Lale Sürmen Aran
What goes on in Turkey?
Syrian Refugees in Turkey
 
It is the task of any good tour guide to provide a clear “unbiased” look into the country for her (and his) travelers. Therefore, it is among my and my colleagues’ primary goals to help travelers understand the facts as they are, and help them to try to evaluate from the perspective of the locals. As a common practice, during all bus rides on a tour, I gather a collection national and local newspapers that represent different fractions. I read headlines to my travelers, including the different comments of the columnists. And, provide them the opportunity to decide for themselves after looking thru the kaleidoscope.
 
Imagining the readers of this blog as the extension of the group of Rick Steves’ guides traveling now, I want to share this update about the Syrian refugees with all. I have been reading different resources and papers, and observing about the Syrian refugees, in sum, I can say we are confused.
 
“36,000 babies were born in the refugee camps within the past year”, said the Turkish Prime Minister Davudoglu few days ago.
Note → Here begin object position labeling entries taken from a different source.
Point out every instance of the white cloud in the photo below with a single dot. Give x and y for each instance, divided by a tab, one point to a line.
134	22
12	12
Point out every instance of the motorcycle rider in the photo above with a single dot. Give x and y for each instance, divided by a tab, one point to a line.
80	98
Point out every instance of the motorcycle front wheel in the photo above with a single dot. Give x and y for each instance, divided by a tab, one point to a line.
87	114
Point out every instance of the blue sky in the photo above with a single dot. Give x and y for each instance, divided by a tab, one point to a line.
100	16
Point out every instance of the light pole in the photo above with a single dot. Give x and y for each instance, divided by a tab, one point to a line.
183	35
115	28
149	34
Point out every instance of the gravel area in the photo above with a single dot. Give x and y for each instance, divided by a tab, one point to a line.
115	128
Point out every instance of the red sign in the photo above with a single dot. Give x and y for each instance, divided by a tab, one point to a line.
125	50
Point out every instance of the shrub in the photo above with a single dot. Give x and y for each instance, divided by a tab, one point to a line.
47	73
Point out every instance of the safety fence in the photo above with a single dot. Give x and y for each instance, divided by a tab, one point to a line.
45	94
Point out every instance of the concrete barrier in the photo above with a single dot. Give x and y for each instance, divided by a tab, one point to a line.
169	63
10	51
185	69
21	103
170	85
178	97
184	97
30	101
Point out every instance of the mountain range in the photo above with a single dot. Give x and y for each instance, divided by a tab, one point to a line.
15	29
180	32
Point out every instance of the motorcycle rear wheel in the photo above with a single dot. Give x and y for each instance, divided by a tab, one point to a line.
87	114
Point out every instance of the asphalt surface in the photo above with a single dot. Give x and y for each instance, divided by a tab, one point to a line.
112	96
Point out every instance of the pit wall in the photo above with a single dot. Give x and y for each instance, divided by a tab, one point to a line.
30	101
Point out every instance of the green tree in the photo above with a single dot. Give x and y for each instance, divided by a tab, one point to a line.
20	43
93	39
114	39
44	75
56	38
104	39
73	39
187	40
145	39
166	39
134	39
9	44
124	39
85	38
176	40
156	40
Realizing that total number of babies born is about 60,000 in the past three years and almost 2 million Syrian refugees are in Turkey now.
 
Refugee Camp
Few well to do refugees already established businesses and themselves happily thru Turkey, majority of them being in southeast. Those who are not as lucky take chances, leave camps and seek for job opportunities, or stretch a hand asking for help.
 
Lately, my Cappadocian friend, a small-scale entrepreneur was penalized for employing refugees as they don’t have work permits. He says, “I don’t have enough money to help them all, but I can employ them.” This is where it gets complicated, we can’t employ them legally, begging is illegal –and looked down upon-, yet they are human beings who need to eat and feed their children.
 
There are regular campaigns of various NGO’s working had to support the refugees, however number of people needing help is staggering and beyond what local civil attempts can reach. Our heart goes for them.
 
A report of Amnesty International I read, and Rick Steves’ call for “Share your plate challenge” I watched in his blog lead me to share these with you. According to AI 3.8 million refugees are hosted in five countries, these are: Turkey, Lebanon, Jordan, Iraq, an Egypt. And, only 1.7% of this number was offered shelter by the rest of the world!
 
AI official noted that Gulf States, Russia and China did not offer any resettlement place. United Nations World Food Programme (WFP) announced a recent campaign and asks for donating one dollar per person. The official said, “Even one dollar can make a difference. We’re saying to people: ‘For you, it’s a dollar, for them, it’s a lifeline.” You can contribute online directly: www.wfp.org
 
Yet medallion has another side too, there is a fair resentment among the needy locals and un-employed as refugees seem to have taken their place for receiving the help and sympathy.  The reports about refugee camps are also puzzling. They are said to be the best ever built in Turkey so far with laundry opportunities, schools for the children, career education courses. According to some journalists not all camp dwellers are those who tried to get away from Esad, they came as a better life was promised to them. It is known that refugees in camps are furnished with cash cards that give them a certain allowance for their expenses. If true, why do they leave camps and beg on the streets?! According to Secretary of Finance, Mr. Mehmet Şimşek, a total of 4.5 billion dollars has been spent for the refugees for the past 3 years as of November 2014. This makes over USD 2,000 per refugee in a basic calculation, considering the number of the refugees sum up to 2 million.
 
Another fact is the professional beggars disguised as Syrian refugees abusing the good will of hardworking individuals.
 
We are puzzled.
 
Thank you for reading.
Lale
PS: I had the privilege to travel to Syria for a number of times in the past, both personally and professionally. My trips included leading tours for American travelers. Now, I am sad seeing the situation of a very hospitable and proud nation, and amazing historic and cultural monuments disappear fast.
 
All roads lead toÔÇĞ

 

Some of these monuments and souks don’t extist anymore. Photo by Tankut Aran.

 

Ummayyad Mosque in Damascus is a ruin now. Photo by Tankut Aran.

 

Me and my husband Tankut with our older son in my tummy, Palmyra ancient city in Syria. Phot by Mary Ann Cameron.